Auf der A46 wird heute die Ausfahrt Wichlinghausen gesperrt. Betroffen ist aber nur die Richtung Kreuz Wuppertal-Nord. Die Ausfahrt bleibt von 22 Uhr bis kommenden Sonntag um 20 Uhr gesperrt. Wegen der Asphaltarbeiten wird es in Richtung Kreuz Wuppertal-Nord auch einspurig, zwischen Wichlinghausen und der Raststätte Sternenberg. Das gilt aber nur von Freitag, 20 Uhr, bis Sonntagabend.
 
 

Milde Strafe für Ex-Tankstellen-Chefin

Die frühere Betreiberin einer Tankstelle in Langerfeld stand heute wegen Betrugs vor Gericht. Verurteilt wurde sie aber nur wegen Gläubigerbegünstigung. Sie hatte Kraftstoffe und Waren für den Tankstellenshop bestellt, aber nicht bezahlt. Das Gericht bewertete den Fall aber anders als die Staatsanwaltschaft. Die hatte gesagt: Die Frau hatte nie vor, zu zahlen. Das Gericht sagt: als sie die Bestellungen tätigte, hatte sie noch einen Kredit bei der Sparkasse. Betrügerische Absicht sei nicht eindeutig nachzuweisen. Die 39-jährige bekam lediglich acht Monate auf Bewährung. Ihr Ehemann, der mitangeklagt war, muss 150 Stunden gemeinnützige Arbeit leisten.
 
 

Unfallopfer weggelaufen

Die Polizei sucht eine Frau, die gestern am Hahnerberg von einem Auto angefahren worden ist. Gegen 12 Uhr war die Frau zwischen wartenden Autos über die Hahnerberger Straße gelaufen, sie wurde von einem Auto erfasst und blieb zuerst auf der Motorhaube des Wagens liegen. Dann lief sie aber weg. Die Frau ist um die 30 Jahre alt, sie trug einen kurzen Putzkittel. Die Polizei bittet sie oder Zeugen des Unfalls, sich zu melden.
 
 

Ausreißer im Zug erwischt

In einem Zug nach Köln hat die Bundespolizei zwei junge Ausreißer aus Wuppertal erwischt. Die Zehnjährigen Jungen waren in dem Zug anderen Reisenden aufgefallen. Die fanden es ungewöhnlich, dass Kinder um 23 Uhr alleine unterwegs waren. Die Zeugen alarmierten das Zugpersonal, das übergab die Jungen am Kölner Hauptbahnhof der Poizei. Die stellte fest, dass einer der Jungen aus einer Kinder-Noteinrichtung in Wuppertal weggelaufen war, sein Freund von zuhause.

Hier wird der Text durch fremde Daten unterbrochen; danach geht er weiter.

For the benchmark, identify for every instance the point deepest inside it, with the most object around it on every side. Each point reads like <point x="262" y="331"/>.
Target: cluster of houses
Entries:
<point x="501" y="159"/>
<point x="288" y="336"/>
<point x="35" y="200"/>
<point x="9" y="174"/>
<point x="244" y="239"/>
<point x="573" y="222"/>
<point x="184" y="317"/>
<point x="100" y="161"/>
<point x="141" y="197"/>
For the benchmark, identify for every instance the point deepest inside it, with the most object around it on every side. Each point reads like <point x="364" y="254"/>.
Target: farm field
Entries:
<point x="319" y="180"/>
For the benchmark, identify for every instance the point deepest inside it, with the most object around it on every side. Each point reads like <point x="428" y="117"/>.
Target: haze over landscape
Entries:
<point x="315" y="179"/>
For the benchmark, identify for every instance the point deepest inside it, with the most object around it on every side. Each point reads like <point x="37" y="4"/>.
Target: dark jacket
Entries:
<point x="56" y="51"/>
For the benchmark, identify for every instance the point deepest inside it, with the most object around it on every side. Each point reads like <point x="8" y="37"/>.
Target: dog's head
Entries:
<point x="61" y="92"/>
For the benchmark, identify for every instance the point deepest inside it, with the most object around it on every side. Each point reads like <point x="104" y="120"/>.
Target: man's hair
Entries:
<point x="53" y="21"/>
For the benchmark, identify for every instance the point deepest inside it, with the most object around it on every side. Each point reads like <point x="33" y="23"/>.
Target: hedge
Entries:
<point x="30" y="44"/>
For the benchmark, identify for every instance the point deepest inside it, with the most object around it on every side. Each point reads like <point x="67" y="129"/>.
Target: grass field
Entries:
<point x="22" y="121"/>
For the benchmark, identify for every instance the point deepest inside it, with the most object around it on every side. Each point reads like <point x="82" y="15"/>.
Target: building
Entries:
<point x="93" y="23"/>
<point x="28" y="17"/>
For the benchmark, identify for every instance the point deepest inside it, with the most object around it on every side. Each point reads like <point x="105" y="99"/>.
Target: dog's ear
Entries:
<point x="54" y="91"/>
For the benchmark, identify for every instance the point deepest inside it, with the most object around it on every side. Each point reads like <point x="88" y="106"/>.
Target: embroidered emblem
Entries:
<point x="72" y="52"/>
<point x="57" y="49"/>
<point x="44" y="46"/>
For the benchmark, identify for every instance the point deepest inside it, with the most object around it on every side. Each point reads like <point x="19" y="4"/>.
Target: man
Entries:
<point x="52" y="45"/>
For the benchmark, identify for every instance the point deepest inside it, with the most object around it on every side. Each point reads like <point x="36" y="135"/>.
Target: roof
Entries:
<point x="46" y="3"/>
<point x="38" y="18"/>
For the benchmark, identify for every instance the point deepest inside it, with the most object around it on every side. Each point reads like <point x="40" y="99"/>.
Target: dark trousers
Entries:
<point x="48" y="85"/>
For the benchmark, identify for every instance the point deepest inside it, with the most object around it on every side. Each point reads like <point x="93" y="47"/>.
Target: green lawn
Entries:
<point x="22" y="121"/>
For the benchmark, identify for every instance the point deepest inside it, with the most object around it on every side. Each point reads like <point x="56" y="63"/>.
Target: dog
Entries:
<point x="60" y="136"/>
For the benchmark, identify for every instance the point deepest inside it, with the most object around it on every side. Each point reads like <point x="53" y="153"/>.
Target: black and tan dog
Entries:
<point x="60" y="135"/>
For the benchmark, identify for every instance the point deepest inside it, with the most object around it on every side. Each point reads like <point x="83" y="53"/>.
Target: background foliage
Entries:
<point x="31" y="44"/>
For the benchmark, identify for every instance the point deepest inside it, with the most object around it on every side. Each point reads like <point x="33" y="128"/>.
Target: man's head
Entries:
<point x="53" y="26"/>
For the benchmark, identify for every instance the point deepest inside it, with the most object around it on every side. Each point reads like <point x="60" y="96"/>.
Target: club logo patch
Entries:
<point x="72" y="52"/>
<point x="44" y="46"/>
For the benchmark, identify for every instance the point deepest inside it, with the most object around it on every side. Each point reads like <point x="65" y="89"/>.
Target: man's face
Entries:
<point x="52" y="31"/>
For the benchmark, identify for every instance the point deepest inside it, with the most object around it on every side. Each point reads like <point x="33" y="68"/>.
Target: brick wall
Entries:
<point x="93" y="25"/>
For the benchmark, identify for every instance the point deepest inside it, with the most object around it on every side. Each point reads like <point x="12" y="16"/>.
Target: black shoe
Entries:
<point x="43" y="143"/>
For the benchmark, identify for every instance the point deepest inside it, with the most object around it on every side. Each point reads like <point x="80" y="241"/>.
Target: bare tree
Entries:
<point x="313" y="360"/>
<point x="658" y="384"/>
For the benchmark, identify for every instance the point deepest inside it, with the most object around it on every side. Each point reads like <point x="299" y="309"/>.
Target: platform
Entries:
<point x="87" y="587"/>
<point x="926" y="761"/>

Beide sind inzwischen wieder zurück.
 
 

Jugendliche überfallen Kiosk

An der Schimmelsburg in Wichlinghausen ist vergangene Nacht ein Kiosk überfallen worden. Zwei Täter bedrohten den Besitzer und seine Frau mit einer Schusswaffe und erbeuteten Geld aus der Kasse. Die beiden Täter waren eventuell Jugendliche. Ein dritter Jugendlicher hatte kurz vorher in dem Kiosk ein Wassereis gekauft, eventuell war das ein Komplize. Die drei wurden zusammen gesehen, heißt es von der Polizei. Der Kioskbesitzer hat wegen des Überfalls einen Schock erlitten und wurde vom Sanitäter behandelt. Die beiden Haupttäter waren etwa 16 bis 17 Jahre alt, unter 160 cm groß und schmal. Sie trugen Baseballkappen und hatten Schals über die Nasen gezogen. Der mit dem Wassereis war gleichaltrig, ca. 180 cm groß, trug eine weiße Baseballkappe, ein blaues T-Shirt und eine dunkle Bauchtasche quer über dem Körper.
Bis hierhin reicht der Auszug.